Tonight I was thinking about painting the ceiling, but decided to check A|N instead.
One of the dominant topics on A|N regards gender and, more specifically, issues of representation of women on A|N, and on male priviledge. For example, one of The Nerd's posts on the topic has had 29 pages of response, as of this posting - something like 350 responses (When I checked the view did not include a response counter).
I confess at the outset that I have not read every post, and I have not read every comment. There may be a data-based discussion, I don't know. But I did not see one. If the linked sources have been posted, please pardon me, and link (if you so desire) to them so that I (and others) can sort the wheat from the chaff.
I did see the following article, in Huff Post: here
, with the title "What's Happening To Women's Happiness? It's written by a male author (Marcus Buckingham), on a website that is owned by a woman (Arianna Huffington), generally regarded as liberal (I think). I state these to get some of the ad hominems out of the way, while acknowledging impression of bias.
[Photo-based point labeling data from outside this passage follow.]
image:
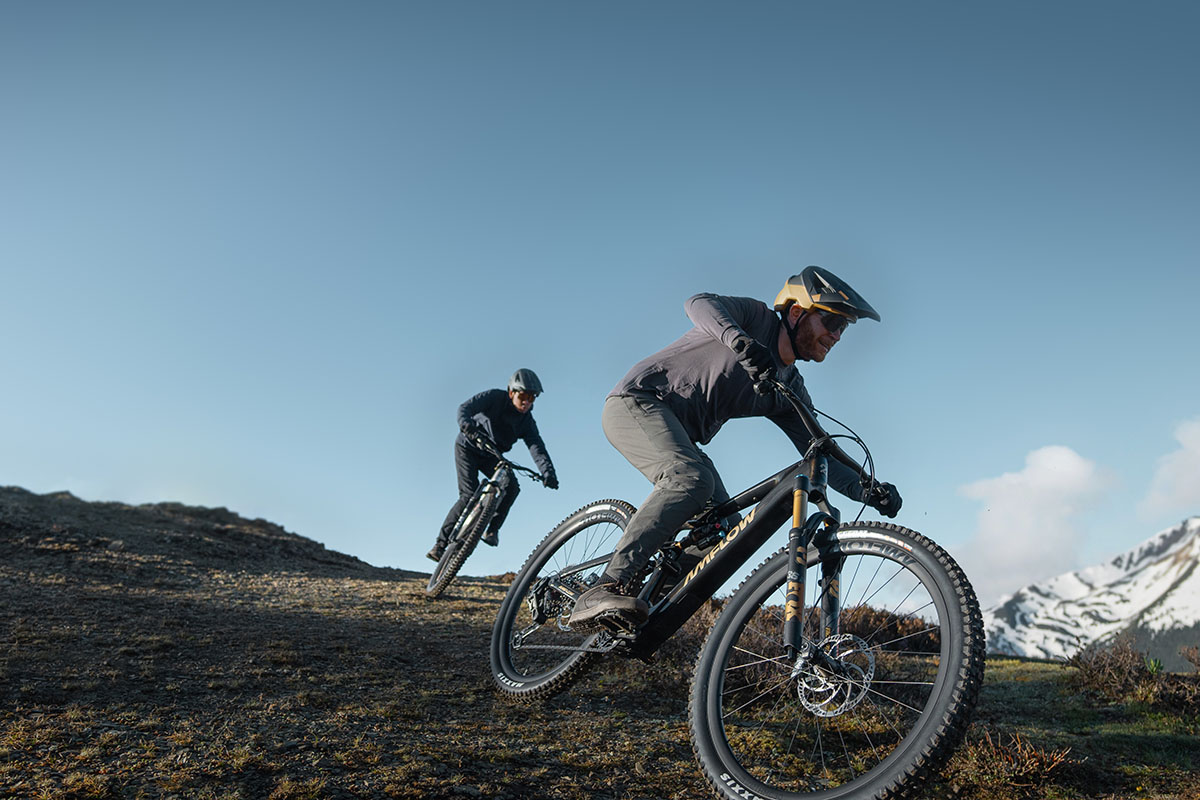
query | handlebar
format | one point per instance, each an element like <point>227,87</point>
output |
<point>821,440</point>
<point>485,443</point>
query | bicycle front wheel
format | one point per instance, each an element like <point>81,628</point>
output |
<point>465,536</point>
<point>875,710</point>
<point>534,651</point>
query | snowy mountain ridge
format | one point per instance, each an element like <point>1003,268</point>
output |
<point>1151,593</point>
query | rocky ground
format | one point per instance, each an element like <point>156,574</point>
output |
<point>172,651</point>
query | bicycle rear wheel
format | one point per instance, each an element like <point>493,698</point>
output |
<point>471,525</point>
<point>909,665</point>
<point>534,653</point>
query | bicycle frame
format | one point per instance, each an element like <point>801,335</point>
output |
<point>783,498</point>
<point>786,493</point>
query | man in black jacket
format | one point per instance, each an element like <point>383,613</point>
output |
<point>503,417</point>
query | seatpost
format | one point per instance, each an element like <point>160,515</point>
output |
<point>797,567</point>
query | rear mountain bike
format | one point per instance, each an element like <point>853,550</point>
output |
<point>845,666</point>
<point>475,516</point>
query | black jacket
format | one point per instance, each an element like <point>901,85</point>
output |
<point>504,423</point>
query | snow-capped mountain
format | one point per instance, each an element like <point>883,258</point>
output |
<point>1151,593</point>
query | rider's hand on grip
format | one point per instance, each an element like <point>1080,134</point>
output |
<point>885,498</point>
<point>756,360</point>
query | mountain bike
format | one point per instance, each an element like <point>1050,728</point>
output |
<point>846,665</point>
<point>475,515</point>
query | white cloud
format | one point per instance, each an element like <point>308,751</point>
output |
<point>1176,482</point>
<point>1027,528</point>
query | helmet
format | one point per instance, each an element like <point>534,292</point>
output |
<point>525,380</point>
<point>817,287</point>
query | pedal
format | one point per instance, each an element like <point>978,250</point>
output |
<point>617,624</point>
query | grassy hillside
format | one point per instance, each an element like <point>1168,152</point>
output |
<point>165,651</point>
My interest was in the data, more than in the author's further analysis. Extracting some of his numbers:
During the 2008 school year, 59% of all BS degrees and 61% of all MS degrees were be earned by women.
In 2009, 4 out of the 8 Ivy League universities--Harvard, Brown, Penn and Princeton, have female presidents.
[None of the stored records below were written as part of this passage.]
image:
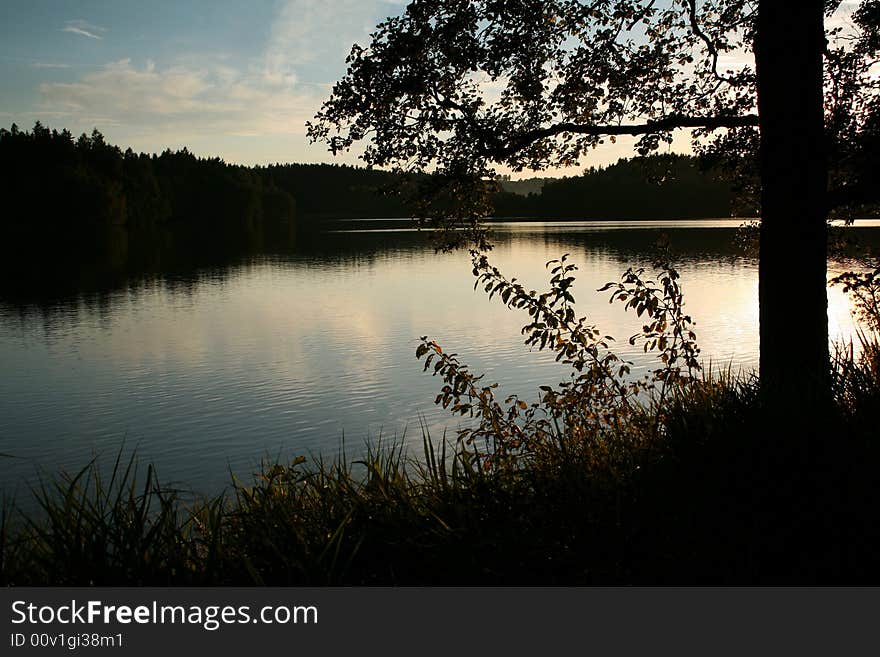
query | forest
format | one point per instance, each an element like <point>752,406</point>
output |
<point>52,179</point>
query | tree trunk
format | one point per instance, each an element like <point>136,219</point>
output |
<point>793,313</point>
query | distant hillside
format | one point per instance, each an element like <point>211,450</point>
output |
<point>84,183</point>
<point>332,191</point>
<point>655,187</point>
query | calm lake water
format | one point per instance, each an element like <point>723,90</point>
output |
<point>210,369</point>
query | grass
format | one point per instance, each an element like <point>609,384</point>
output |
<point>727,491</point>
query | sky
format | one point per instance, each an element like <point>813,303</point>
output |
<point>222,77</point>
<point>225,77</point>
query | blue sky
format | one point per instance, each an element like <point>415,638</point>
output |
<point>228,78</point>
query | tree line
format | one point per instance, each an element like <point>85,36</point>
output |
<point>52,179</point>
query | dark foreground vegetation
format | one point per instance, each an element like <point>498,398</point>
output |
<point>679,477</point>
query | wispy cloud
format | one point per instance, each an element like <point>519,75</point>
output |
<point>197,101</point>
<point>84,28</point>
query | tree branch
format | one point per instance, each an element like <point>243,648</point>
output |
<point>665,124</point>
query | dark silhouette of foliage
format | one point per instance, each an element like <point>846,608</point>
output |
<point>655,187</point>
<point>460,88</point>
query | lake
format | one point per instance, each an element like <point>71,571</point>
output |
<point>210,368</point>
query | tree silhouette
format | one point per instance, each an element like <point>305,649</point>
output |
<point>462,86</point>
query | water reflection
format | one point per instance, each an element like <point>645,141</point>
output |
<point>209,364</point>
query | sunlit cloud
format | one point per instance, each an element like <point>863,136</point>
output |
<point>213,99</point>
<point>84,28</point>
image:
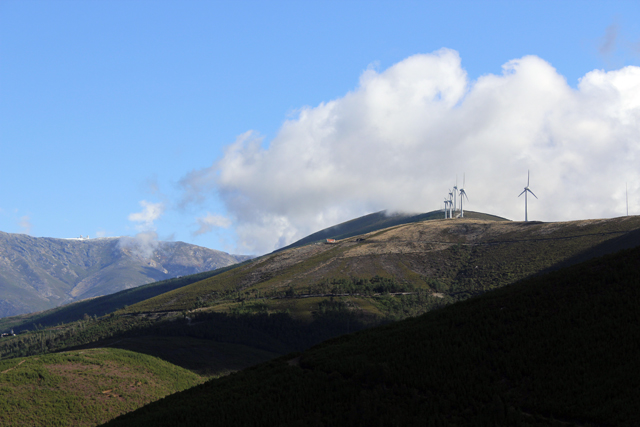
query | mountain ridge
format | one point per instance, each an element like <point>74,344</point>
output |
<point>37,273</point>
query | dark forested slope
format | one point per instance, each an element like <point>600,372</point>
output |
<point>557,349</point>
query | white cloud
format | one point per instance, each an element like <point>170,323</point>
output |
<point>208,223</point>
<point>25,224</point>
<point>150,213</point>
<point>400,138</point>
<point>145,242</point>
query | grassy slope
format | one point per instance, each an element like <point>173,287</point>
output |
<point>559,349</point>
<point>100,306</point>
<point>378,221</point>
<point>454,258</point>
<point>84,388</point>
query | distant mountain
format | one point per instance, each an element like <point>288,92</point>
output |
<point>378,221</point>
<point>554,350</point>
<point>38,273</point>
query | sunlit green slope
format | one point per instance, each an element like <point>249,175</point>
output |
<point>84,388</point>
<point>446,260</point>
<point>555,350</point>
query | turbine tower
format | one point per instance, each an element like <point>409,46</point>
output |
<point>462,193</point>
<point>525,191</point>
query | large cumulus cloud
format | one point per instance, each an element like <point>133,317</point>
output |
<point>400,138</point>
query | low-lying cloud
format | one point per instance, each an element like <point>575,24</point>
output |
<point>400,138</point>
<point>210,222</point>
<point>145,242</point>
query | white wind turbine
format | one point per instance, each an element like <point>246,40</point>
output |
<point>462,193</point>
<point>455,194</point>
<point>525,191</point>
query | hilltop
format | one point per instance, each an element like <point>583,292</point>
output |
<point>84,388</point>
<point>38,273</point>
<point>217,322</point>
<point>445,259</point>
<point>289,300</point>
<point>377,221</point>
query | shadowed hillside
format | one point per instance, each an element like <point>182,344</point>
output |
<point>554,350</point>
<point>84,388</point>
<point>378,221</point>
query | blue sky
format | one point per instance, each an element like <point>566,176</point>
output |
<point>186,119</point>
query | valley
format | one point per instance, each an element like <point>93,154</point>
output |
<point>225,320</point>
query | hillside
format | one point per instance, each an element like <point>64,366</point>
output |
<point>37,273</point>
<point>555,350</point>
<point>377,221</point>
<point>84,388</point>
<point>423,263</point>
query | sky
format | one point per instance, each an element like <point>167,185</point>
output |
<point>244,125</point>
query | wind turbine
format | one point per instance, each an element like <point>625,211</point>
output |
<point>462,193</point>
<point>455,194</point>
<point>525,191</point>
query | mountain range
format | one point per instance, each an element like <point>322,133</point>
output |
<point>38,273</point>
<point>474,321</point>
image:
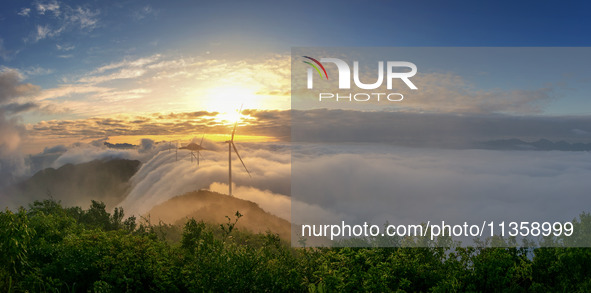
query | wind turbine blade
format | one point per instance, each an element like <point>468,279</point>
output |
<point>236,151</point>
<point>236,124</point>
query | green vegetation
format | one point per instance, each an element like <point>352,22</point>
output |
<point>49,248</point>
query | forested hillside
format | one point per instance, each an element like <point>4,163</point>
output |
<point>49,248</point>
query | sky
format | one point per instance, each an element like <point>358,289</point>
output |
<point>80,65</point>
<point>76,74</point>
October 2009, is the first month in which women outnumber men in the workforce.
Women hold more management and supervisory positions than men, by a margin of 37% to 31%
In like-for-like work women and men with the same amount of work experience earn the same.
Women's pay is increasing faster than men's.
The author also comments that women are running the governments of some countries, mentioning Germany, Ireland, Bangladesh, New Zealand, Chile, Mozambique, and Jamaica - although that's not really many. In the past, we can also include UK, India, Sri Lanka, Argentina, and you can probably add to the list.
It's nothing new that men die faster than women - this is true in every state of the US - data here
. more here
- 2004 data with the following information: "The greatest increase was experienced by black males with an increase of 0.6 year (from 68.9 to 69.5). Life expectancy increased by 0.4 year for black females (from 75.9 to 76.3), for white females (from 80.4 to 80.8), and for white males (from 75.3 to 75.7)."
OK. What am I doing here. First, what am I not doing: I am not making any claim denying male priviledge, Im not discounting any individual experience or anecdote, and I am not making a claim that there is equality. I also realize that the majority of the information here is US oriented, and there are truly horrible things going on in many countries.
What I am doing is asking how we can discuss issues of gender fairness, priviledge, and opportunity? As someone who is data-oriented, and who does not trust politics or ideology, I am stuck with a need for numbers. Are the numbers above accurate? I don't know. I don't have the primary sources. Are they current? They appear to be. Is there bias in choosing what numbers to look at? Maybe, again I don't know. Are there other sources of data? If so, it would be helpful to see them.
Given these numbers, are we able to come up with a data-oriented definition of equality? If not, how do we know when we get there?
I'm interested in rational discussion. The Nerd has posted some rules in her discussions, and I hope that similar rules can be honored here, including no ad hominems, try to stick to data, unless new ideological or semantic concepts come up that have hot been covered elsewhere are relevant - in some cases, a separate discussion might be useful, since a 350-comment discussion becomes unreadable.